Karpathy on vibe coding, agentic engineering, Software 3.0
Interview with Andrej Karpathy (OpenAI co-founder, former Tesla Autopilot) moving from vibe coding to agentic engineering: December 2025 as the tipping point — "never felt more behind as a programmer" — the Software 1.0/2.0/3.0 taxonomy, the openclaw example (bash script → text to copy-paste into the agent) and MenuGen rendered obsolete by Gemini's Nanobanana, the verifiability theory explaining why LLMs are jagged (math/code peak, "walk 50m to the car wash" fails), the distinction between vibe coding (raise the floor) and agentic engineering (preserve the quality bar), the "animals vs ghosts" metaphor, the overhaul of hiring via agent-versus-agent projects, and the key formula: "You can outsource your thinking but you can't outsource your understanding."
By Andrej Karpathy// Source youtube.com ↗/Reading 2 min/.md// Auto-verified translation
Andrej Karpathy — OpenAI co-founder, former Tesla Autopilot architect, and creator of the term vibe coding — states in this interview that he has never felt more behind as a programmer. The tipping point: December 2025. During a break, he observes that the chunks of code generated by the newer models come out right the first time; he stops correcting, trusts them, and vibe-codes continuously. His conclusion: those who experienced AI in 2024 as a ChatGPT-adjacent thing need to look again — something has fundamentally changed in the coherent agentic workflow.
Karpathy formalizes his Software 1.0 / 2.0 / 3.0 taxonomy: explicit code, then weights learned via datasets, then prompting as programming of an LLM interpreter.
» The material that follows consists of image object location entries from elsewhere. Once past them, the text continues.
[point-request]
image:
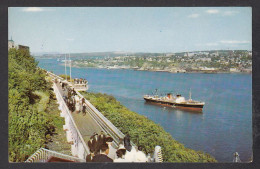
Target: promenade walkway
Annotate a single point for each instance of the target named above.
(85, 123)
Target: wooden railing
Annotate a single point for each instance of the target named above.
(43, 155)
(102, 122)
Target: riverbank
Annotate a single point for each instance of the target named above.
(144, 131)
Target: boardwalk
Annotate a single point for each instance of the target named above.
(86, 125)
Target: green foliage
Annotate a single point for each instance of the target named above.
(144, 131)
(28, 99)
(64, 76)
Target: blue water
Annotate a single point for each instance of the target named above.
(224, 127)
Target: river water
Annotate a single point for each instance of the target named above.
(224, 126)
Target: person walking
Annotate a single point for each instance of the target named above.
(112, 150)
(102, 157)
(130, 155)
(140, 156)
(120, 154)
(77, 103)
(89, 157)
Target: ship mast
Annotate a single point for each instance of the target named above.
(65, 67)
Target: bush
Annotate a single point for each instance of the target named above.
(28, 122)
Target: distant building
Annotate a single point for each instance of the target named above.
(11, 44)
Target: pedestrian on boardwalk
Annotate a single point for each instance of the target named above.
(91, 143)
(95, 143)
(102, 157)
(130, 155)
(89, 157)
(140, 156)
(84, 106)
(112, 151)
(102, 138)
(77, 104)
(73, 92)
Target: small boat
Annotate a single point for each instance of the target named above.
(177, 101)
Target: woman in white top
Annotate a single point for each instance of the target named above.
(140, 156)
(130, 155)
(120, 154)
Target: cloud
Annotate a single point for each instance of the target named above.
(212, 11)
(195, 15)
(233, 41)
(229, 13)
(35, 9)
(32, 9)
(211, 44)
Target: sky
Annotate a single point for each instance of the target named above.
(130, 29)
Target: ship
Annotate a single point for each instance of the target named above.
(177, 101)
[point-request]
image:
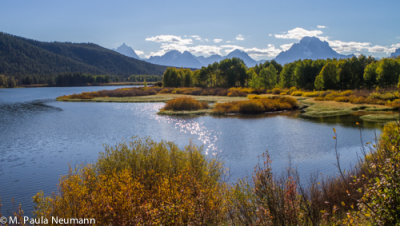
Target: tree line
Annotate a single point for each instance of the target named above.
(351, 73)
(71, 79)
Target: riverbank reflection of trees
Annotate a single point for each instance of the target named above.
(144, 181)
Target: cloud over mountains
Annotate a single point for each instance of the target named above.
(208, 46)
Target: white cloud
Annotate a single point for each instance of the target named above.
(298, 33)
(170, 39)
(196, 45)
(239, 37)
(285, 47)
(196, 37)
(139, 52)
(338, 45)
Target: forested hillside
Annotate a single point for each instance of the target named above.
(20, 57)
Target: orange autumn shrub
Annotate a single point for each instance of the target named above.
(185, 104)
(256, 105)
(142, 182)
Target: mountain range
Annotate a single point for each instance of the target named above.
(308, 48)
(20, 56)
(396, 53)
(127, 51)
(186, 59)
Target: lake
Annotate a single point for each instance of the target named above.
(41, 138)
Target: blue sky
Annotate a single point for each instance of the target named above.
(261, 28)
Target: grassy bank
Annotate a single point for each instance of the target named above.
(315, 104)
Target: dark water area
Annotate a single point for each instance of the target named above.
(41, 138)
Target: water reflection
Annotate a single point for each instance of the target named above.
(40, 138)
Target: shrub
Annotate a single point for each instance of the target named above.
(122, 92)
(384, 96)
(342, 99)
(357, 100)
(296, 93)
(381, 199)
(256, 105)
(251, 107)
(239, 92)
(346, 93)
(185, 104)
(142, 182)
(311, 94)
(276, 91)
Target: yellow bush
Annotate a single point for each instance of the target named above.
(256, 106)
(185, 104)
(143, 182)
(311, 94)
(296, 93)
(276, 91)
(342, 99)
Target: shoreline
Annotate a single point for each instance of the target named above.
(308, 106)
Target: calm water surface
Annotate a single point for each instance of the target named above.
(40, 138)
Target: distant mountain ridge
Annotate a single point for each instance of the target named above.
(176, 59)
(20, 56)
(309, 48)
(127, 51)
(396, 53)
(186, 59)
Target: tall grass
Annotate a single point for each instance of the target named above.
(146, 182)
(185, 104)
(256, 106)
(122, 92)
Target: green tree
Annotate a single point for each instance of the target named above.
(287, 76)
(370, 75)
(170, 77)
(304, 73)
(344, 74)
(327, 78)
(231, 73)
(254, 79)
(388, 72)
(269, 77)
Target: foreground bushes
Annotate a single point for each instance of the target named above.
(256, 105)
(145, 182)
(185, 104)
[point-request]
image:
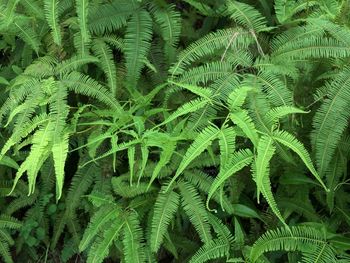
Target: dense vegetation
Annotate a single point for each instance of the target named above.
(174, 131)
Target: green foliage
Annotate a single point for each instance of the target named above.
(174, 131)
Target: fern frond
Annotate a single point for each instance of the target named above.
(292, 143)
(208, 45)
(137, 43)
(164, 209)
(202, 92)
(331, 119)
(186, 108)
(246, 15)
(239, 160)
(103, 216)
(9, 222)
(215, 249)
(169, 21)
(227, 138)
(5, 251)
(104, 54)
(273, 115)
(207, 73)
(201, 142)
(195, 210)
(132, 239)
(82, 8)
(297, 238)
(87, 86)
(124, 189)
(265, 151)
(237, 97)
(99, 250)
(244, 121)
(51, 14)
(313, 47)
(74, 63)
(277, 92)
(110, 16)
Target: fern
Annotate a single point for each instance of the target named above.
(137, 44)
(307, 240)
(164, 208)
(203, 140)
(51, 14)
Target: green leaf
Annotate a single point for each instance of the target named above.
(202, 141)
(164, 209)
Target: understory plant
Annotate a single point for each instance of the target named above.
(174, 131)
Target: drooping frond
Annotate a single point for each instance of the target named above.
(227, 138)
(199, 145)
(305, 239)
(110, 16)
(132, 239)
(87, 86)
(195, 209)
(237, 97)
(164, 209)
(246, 15)
(245, 122)
(169, 21)
(209, 45)
(82, 9)
(74, 63)
(51, 14)
(331, 119)
(215, 249)
(137, 44)
(292, 143)
(313, 47)
(101, 217)
(237, 162)
(99, 250)
(188, 107)
(105, 56)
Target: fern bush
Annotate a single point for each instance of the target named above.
(174, 131)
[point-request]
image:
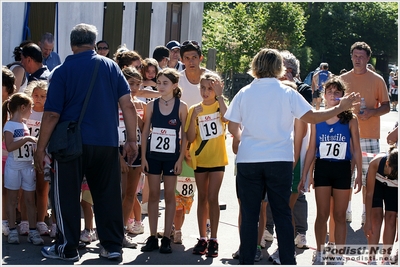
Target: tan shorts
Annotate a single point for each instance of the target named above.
(184, 203)
(87, 196)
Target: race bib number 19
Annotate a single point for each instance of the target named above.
(210, 126)
(332, 150)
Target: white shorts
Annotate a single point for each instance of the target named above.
(16, 179)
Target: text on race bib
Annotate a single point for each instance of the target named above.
(163, 140)
(210, 126)
(332, 150)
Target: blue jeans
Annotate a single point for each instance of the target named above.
(252, 178)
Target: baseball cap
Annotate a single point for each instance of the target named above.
(173, 44)
(32, 50)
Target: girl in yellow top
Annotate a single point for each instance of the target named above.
(205, 128)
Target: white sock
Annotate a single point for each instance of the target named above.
(349, 207)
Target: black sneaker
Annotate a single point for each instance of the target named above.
(151, 244)
(165, 245)
(212, 249)
(201, 247)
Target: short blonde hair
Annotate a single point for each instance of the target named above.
(211, 76)
(36, 84)
(268, 63)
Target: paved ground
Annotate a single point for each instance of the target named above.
(27, 254)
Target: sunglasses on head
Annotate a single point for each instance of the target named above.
(185, 43)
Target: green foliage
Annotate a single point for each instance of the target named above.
(313, 31)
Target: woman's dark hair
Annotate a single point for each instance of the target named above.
(103, 41)
(148, 62)
(392, 159)
(346, 116)
(18, 49)
(173, 75)
(126, 58)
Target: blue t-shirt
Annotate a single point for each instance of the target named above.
(67, 91)
(323, 75)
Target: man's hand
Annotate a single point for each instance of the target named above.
(130, 151)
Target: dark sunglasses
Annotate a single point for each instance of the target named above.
(185, 43)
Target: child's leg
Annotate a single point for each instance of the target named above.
(132, 184)
(170, 203)
(214, 184)
(22, 206)
(4, 200)
(87, 214)
(127, 197)
(154, 197)
(202, 197)
(341, 199)
(262, 221)
(376, 221)
(389, 232)
(322, 199)
(331, 223)
(42, 196)
(31, 208)
(12, 197)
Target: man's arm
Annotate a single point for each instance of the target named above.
(148, 93)
(130, 119)
(49, 122)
Two examples illustrate the break. openclaw: instead of a bloated shell script covering every platform, installation is text to copy-paste into the agent, which debugs in a loop. MenuGen: his vibe-coded Vercel app for generating dish images becomes obsolete when he discovers you can hand the menu photo directly to Gemini and ask Nanobanana to overlay the dishes — no app between the input image and the output image. "That app shouldn't exist." Lesson: don't think of AI as an acceleration of the existing paradigm but as new possibilities (e.g., LLM Knowledge Bases).
His theory of verifiability explains why LLMs remain jagged: labs train via RL on verifiable domains (math, code), creating capability peaks and gaps elsewhere. Marker anecdote: Opus 4.7 refactors a 100k-line codebase but advises walking 50m to the car wash. Advice to founders: target verifiable domains where you can create your own RL environments and fine-tune.
Karpathy distinguishes between vibe coding (raise the floor — democratization) and agentic engineering (preserve the quality bar — engineering discipline for coordinating spiky/stochastic agents). The 10x engineer is magnified well beyond 10x. Hiring must be overhauled: no more puzzles, room instead for large adversarial projects (Twitter clone agent vs. agents red team).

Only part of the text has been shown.